Рыцарь совести - Зиновий Гердт
Шрифт:
Интервал:
Закладка:
Был голос. Было хорошо произнесенное слово. Причем он играл косноязычного человека, а слышалось, что сам актер прекрасно владеет русским языком и абсолютно свободен в нем. Вот этот артистизм, обаяние актерской двойственности было первым, что влюбило в Зиновия Гердта. Тогда он объездил все страны, но нам-то это было неизвестно, он был закрыт для нас.
А дальше лично для меня возникло второе чудо, когда они с Евгением Весником продублировали фильм «Полицейские и воры». Один из любимых фильмов моей актерской юности. Исполнение — именно исполнение! — Гердтом голоса артиста Тото в роли старого профессионального вора. Я не знаю, успел ли Тото услышать и оценить, как говорил Гердт, но это действительно было конгениально его исполнению. Речь, произнесенная Гердтом, была на равных с ролью великого итальянского актера в этом прекрасном неореалистическом фильме. Не могу не сказать, что и Весник был фантастичен во второй роли, дублируя Альдо Фабрици.

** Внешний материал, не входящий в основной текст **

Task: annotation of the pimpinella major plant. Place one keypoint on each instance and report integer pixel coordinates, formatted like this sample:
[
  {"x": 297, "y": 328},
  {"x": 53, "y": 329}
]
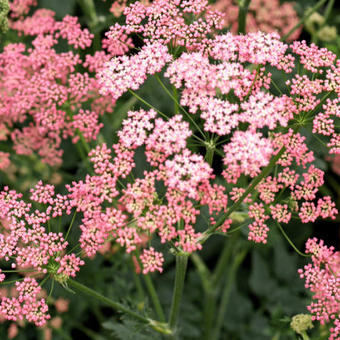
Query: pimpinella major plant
[{"x": 231, "y": 151}]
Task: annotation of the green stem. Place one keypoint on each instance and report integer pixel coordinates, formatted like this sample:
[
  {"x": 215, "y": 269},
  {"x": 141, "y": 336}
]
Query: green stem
[
  {"x": 328, "y": 10},
  {"x": 71, "y": 224},
  {"x": 249, "y": 190},
  {"x": 160, "y": 327},
  {"x": 202, "y": 270},
  {"x": 242, "y": 15},
  {"x": 226, "y": 294},
  {"x": 154, "y": 297},
  {"x": 209, "y": 156},
  {"x": 304, "y": 18},
  {"x": 289, "y": 240},
  {"x": 175, "y": 94},
  {"x": 89, "y": 9},
  {"x": 148, "y": 104},
  {"x": 180, "y": 106},
  {"x": 209, "y": 312},
  {"x": 304, "y": 336},
  {"x": 115, "y": 305},
  {"x": 181, "y": 266},
  {"x": 222, "y": 262}
]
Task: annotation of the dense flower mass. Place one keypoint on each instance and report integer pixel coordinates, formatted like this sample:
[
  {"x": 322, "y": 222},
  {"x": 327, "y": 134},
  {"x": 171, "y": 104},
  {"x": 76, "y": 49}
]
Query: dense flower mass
[
  {"x": 264, "y": 15},
  {"x": 322, "y": 278},
  {"x": 228, "y": 110}
]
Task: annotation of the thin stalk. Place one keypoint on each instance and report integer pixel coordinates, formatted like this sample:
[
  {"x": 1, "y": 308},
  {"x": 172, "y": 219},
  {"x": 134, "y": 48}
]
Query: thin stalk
[
  {"x": 289, "y": 240},
  {"x": 242, "y": 15},
  {"x": 176, "y": 106},
  {"x": 84, "y": 142},
  {"x": 138, "y": 282},
  {"x": 202, "y": 270},
  {"x": 209, "y": 312},
  {"x": 158, "y": 326},
  {"x": 181, "y": 266},
  {"x": 328, "y": 10},
  {"x": 209, "y": 156},
  {"x": 148, "y": 104},
  {"x": 180, "y": 106},
  {"x": 226, "y": 293},
  {"x": 154, "y": 298},
  {"x": 304, "y": 336},
  {"x": 89, "y": 9},
  {"x": 222, "y": 262},
  {"x": 249, "y": 190},
  {"x": 71, "y": 224},
  {"x": 115, "y": 305},
  {"x": 304, "y": 18}
]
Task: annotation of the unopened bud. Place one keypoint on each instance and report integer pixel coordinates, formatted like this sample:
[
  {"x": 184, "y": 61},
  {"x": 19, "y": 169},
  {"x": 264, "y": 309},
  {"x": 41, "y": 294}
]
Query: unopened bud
[{"x": 301, "y": 323}]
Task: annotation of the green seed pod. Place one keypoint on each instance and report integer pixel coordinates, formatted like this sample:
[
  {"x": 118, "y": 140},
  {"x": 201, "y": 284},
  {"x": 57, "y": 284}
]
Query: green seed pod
[
  {"x": 301, "y": 323},
  {"x": 4, "y": 9}
]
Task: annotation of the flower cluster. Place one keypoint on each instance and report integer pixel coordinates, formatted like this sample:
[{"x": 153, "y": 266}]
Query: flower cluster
[
  {"x": 263, "y": 15},
  {"x": 44, "y": 93},
  {"x": 228, "y": 109},
  {"x": 322, "y": 278},
  {"x": 26, "y": 246}
]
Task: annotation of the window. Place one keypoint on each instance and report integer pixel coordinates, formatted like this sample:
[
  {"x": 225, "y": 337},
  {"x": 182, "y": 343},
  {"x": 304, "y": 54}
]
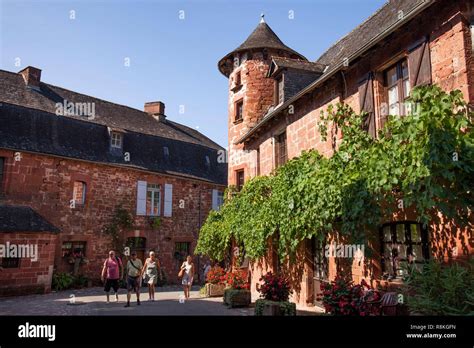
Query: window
[
  {"x": 398, "y": 88},
  {"x": 10, "y": 262},
  {"x": 2, "y": 163},
  {"x": 153, "y": 200},
  {"x": 73, "y": 249},
  {"x": 116, "y": 140},
  {"x": 220, "y": 198},
  {"x": 238, "y": 79},
  {"x": 181, "y": 250},
  {"x": 281, "y": 151},
  {"x": 403, "y": 243},
  {"x": 79, "y": 192},
  {"x": 279, "y": 90},
  {"x": 239, "y": 179},
  {"x": 239, "y": 111},
  {"x": 320, "y": 261}
]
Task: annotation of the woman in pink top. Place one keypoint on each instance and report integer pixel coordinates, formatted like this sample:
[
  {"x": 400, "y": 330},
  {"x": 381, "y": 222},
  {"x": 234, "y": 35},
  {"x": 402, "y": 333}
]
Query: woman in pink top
[{"x": 113, "y": 270}]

Итак, голос. Следующим потрясением для меня стало наше знакомство на съемках «Золотого теленка». Меня Швейцер пробовал долго. Не знаю, сколько он пробовал Гердта, по-моему, у него тоже были всякие сомнения, но, на мой взгляд, выбрал он всех в этом фильме идеально. И мы это чувствовали.
Тогда я с изумлением смотрел на Гердта, к которому все «прилипало». Костюм Паниковского прилип. Все движения — тоже. Мне казалось, ему даже не пришлось учить роль. Как у Ильфа и Петрова, так у него текст шел совершенно свободно.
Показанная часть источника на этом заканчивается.